Litigation funding cannot help in saving arbitration costs.
The Supreme Court of India recently validated the concept of litigation funding. Litigation funding is a practice where a third party unrelated to the lawsuit provides capital to a petitioner involved in litigation in return for a portion of any financial recovery from the lawsuit, according to Advok8.in, an internet company solving problems of lawyers and litigants. The recent validation by Supreme Court of India has indeed brought the concept of third party funding in limelight. Third party funding can be valuable in reducing litigation risk and exposure, if one has a strong case.
Here are key things to know about litigation funding in the country:
- Litigation funding and India Inc- According to Saurav Kumar Sinha, Co-Founder, Marketing Head, Advok8.in, funding for litigation or arbitration cases in return for a share of the proceedings has become a new business. Several countries have invoked claims under bilateral investment treaties ('BITs') concluded with India.
- Litigation funding and arbitration cost- Litigation funding cannot help in saving arbitration costs. However, it focuses on cost sharing. "Litigation funding helps you transfer your arbitration cost to a third party. There may be a party with potential case but they may not be in a financial position to even bring a claim due to the high costs. Third party funding may help such a party.", explained Mr Sinha.
- Litigation funding in foreign law- Foreign laws regulate litigation funding. In the US and the UK, this is primarily used as risk transfer tool or transfer of bad debt. Approximately 40 per cent of companies strategically use third-party funding for their legal expenses, according to Advok8.in.
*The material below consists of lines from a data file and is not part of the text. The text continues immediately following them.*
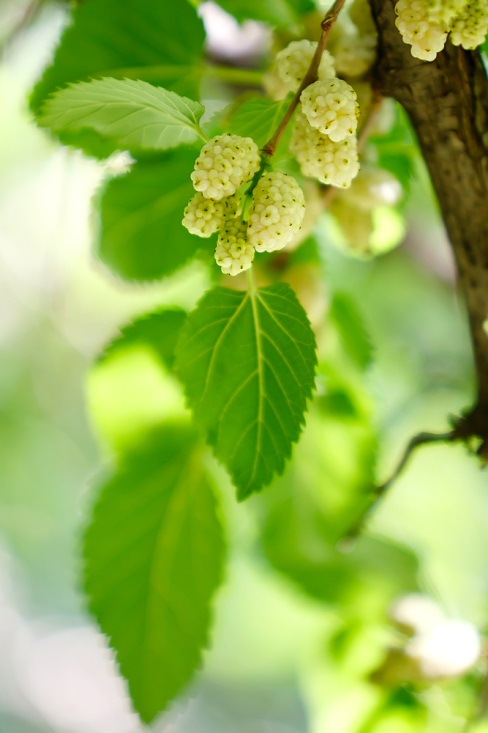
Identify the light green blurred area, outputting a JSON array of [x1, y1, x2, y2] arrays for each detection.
[[1, 4, 488, 733]]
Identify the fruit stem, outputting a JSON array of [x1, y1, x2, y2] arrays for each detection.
[[261, 0, 347, 157]]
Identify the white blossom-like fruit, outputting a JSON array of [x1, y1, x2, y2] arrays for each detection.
[[247, 172, 306, 252], [300, 78, 359, 142], [215, 219, 255, 276], [191, 134, 260, 200], [332, 31, 377, 78], [450, 0, 488, 49], [395, 0, 449, 60], [345, 168, 403, 210], [290, 112, 360, 188], [264, 39, 336, 101], [182, 192, 240, 237]]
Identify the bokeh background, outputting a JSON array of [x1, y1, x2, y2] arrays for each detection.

- Litigation funding merits- "Unrealistic costs associated with arbitration have often affected the credibility of awards in India. Often, it has been observed that when an arbitrator demands high fees and one of the parties agrees to pay them, the other party who may not be in a financial position to pay such costs is put into a potentially disadvantageous situation. Under such circumstances, it is quite probable that the party may hesitate to express its reservation, contemplating that refusal to pay such costs may cause prejudice in favor of the other party who readily agreed to pay the fees", said Mr Sinha.
- Litigation funding and bankruptcy code- In the words of Mr Sinha, the comprehensive Insolvency and Bankruptcy Code 2016 (IBC) unifies the back-breaking existing structure but at the same time, carries with it the question of expeditious implementation. "The pilot of the insolvency process is the Insolvency Professional (IP) who plays a vital role in the entire process of insolvency. Although third-party funding is unexplored and has made its way in this route, Insolvency Professional is an ideal client for a third-party funder. Since an IP has an estate with no money in it and a substantial claim against the entities that spoiled the business of the company, third party litigation is the substantial solution for him," he said. The Insolvency and Bankruptcy Code, 2016 (IBC) is the bankruptcy law of India which seeks to consolidate the existing framework by creating a single law for insolvency and bankruptcy
- Litigation funding challenges- The Indian government is increasingly progressing towards an inclusive economy. However, the Parliament and the judiciary are yet to firm up a regulatory plan. The recent Supreme Court judgment instills hope and focuses on the necessity of third-party funding.